Byłam bardzo podekscytowana. Nie dostałam tylu informacji na raz, odkąd wlazłam na smocze gniazdo...
- Możesz mi już oddać różdżkę? - spytała Rosalie.
- Pewnie - odparłam, biorąc broń do ręki. - W sumie to całkiem fajna rzecz.
Machnęłam nią, chcąc wyczarować tęczowe smugi, jednak tajemnicza siła rozwaliła okno na kawałki. Wszyscy aż podskoczyli.
- Lepiej mi to daj! - Rosalie zabrała mi różdżkę i wypowiadając zaklęcie, naprawiła okno.
Żeby zapomnieć o tym incydemnie, wzięłam do ręki harmonijkę. Miała wygwawerowane słowo "Wing". Olśniło mnie.
- Sonia Wing - powiedziałam. - No, jedna zagadka rozwiązana.
- O czym ty mówisz? - spytała Yumi.
- Powiedziałam wam, że rozpoczęłam śledztwo zanim ktokolwiek przybył do szkoły...
Opowiedziałam zebranym o okolicznościach poznania "pani Hannah" i o tym, co przyciągnęło mnie do tej szkoły.

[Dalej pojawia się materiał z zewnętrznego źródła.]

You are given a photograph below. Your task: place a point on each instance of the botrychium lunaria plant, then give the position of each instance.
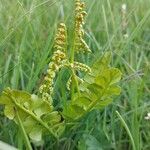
(36, 115)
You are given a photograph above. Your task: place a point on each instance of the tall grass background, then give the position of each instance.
(27, 29)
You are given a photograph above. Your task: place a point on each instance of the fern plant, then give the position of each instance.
(36, 115)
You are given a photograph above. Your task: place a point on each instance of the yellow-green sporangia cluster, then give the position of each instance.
(58, 60)
(80, 14)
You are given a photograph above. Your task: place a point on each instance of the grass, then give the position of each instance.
(26, 37)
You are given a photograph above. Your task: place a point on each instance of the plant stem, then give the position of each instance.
(28, 145)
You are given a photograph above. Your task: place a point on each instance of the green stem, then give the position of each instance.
(28, 145)
(127, 129)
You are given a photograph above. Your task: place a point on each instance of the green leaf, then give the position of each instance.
(96, 91)
(31, 110)
(36, 133)
(9, 112)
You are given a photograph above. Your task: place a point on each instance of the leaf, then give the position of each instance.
(96, 91)
(31, 110)
(36, 134)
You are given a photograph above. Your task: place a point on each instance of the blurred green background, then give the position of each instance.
(27, 29)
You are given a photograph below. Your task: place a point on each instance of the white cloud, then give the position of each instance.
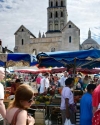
(33, 14)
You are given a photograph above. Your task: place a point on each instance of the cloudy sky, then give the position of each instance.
(33, 15)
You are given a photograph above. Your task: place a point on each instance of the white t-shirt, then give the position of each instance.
(66, 93)
(1, 91)
(62, 81)
(44, 83)
(1, 96)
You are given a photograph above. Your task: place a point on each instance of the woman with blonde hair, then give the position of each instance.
(17, 109)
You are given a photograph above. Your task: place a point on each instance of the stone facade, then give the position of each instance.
(60, 36)
(89, 43)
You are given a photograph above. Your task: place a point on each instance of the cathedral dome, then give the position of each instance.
(89, 43)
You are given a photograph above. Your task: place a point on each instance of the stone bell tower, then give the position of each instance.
(56, 17)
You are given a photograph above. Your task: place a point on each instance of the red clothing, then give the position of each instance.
(13, 88)
(38, 79)
(96, 118)
(96, 96)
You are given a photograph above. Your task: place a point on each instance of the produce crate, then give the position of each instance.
(40, 117)
(77, 115)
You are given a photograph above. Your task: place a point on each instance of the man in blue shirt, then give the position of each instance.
(86, 106)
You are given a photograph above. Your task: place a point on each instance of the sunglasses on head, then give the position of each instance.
(31, 100)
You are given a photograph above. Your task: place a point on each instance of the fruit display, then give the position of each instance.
(77, 95)
(46, 99)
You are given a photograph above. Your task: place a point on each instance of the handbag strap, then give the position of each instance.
(13, 122)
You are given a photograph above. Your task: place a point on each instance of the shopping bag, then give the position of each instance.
(67, 122)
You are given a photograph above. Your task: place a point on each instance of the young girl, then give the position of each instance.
(17, 110)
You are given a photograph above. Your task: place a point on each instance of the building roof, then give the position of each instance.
(70, 22)
(89, 40)
(26, 29)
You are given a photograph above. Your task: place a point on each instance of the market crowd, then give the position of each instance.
(16, 112)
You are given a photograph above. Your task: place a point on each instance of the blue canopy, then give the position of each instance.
(83, 58)
(15, 59)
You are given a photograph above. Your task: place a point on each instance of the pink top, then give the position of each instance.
(38, 79)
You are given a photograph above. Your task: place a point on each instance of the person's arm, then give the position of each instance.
(94, 109)
(2, 108)
(22, 119)
(67, 108)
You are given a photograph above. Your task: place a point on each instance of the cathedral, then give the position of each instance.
(61, 34)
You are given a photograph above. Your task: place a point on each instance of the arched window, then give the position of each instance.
(61, 14)
(22, 42)
(34, 52)
(61, 3)
(51, 15)
(69, 26)
(56, 3)
(56, 14)
(51, 4)
(69, 39)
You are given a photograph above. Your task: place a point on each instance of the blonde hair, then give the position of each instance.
(23, 93)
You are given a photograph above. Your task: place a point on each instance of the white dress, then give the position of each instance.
(44, 84)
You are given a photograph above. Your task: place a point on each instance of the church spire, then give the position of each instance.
(39, 34)
(89, 34)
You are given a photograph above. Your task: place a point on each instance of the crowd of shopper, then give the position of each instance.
(24, 96)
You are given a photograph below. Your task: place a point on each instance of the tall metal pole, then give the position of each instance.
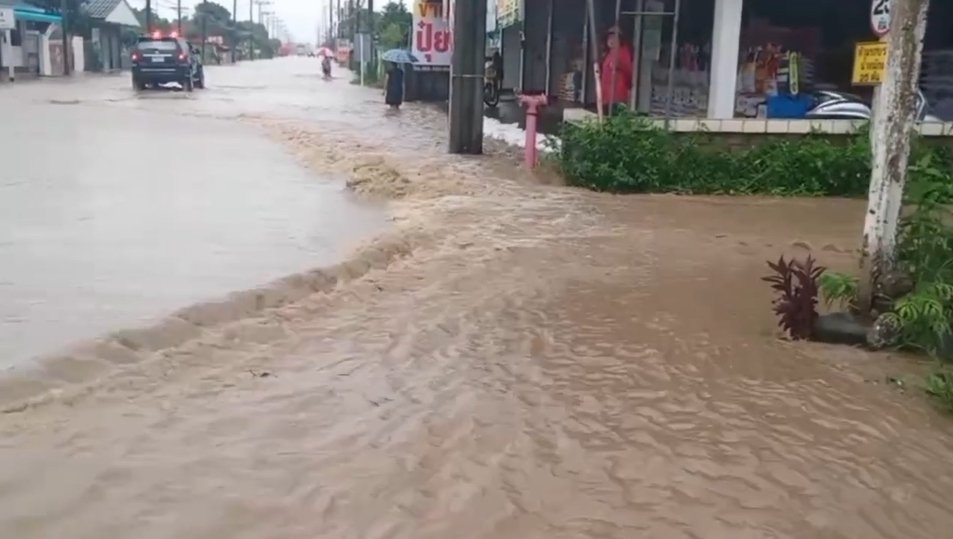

- "Oblicza Mroku" to prawdopodobnie historia na podstawie życia pani Soni i jej znajomych w tym zamku..
- Masz tę książkę? - przerwała mi Rosalie.
- Jest w moim pokoju. Chodźcie.
Poszliśmy do mojego pokoju, a tam zaczęłam gorączkowo grzebać w torbie. Znalazłam książkę i dałam ją czarownicy.
Z klatki wyjęłam Alabastra. Nie chciałam, żeby siedział w ciasnocie, kiedy my latamy po szkole.
Rosalie otworzyła książkę, a Len i Yumi znaleźli się przy jej bokach.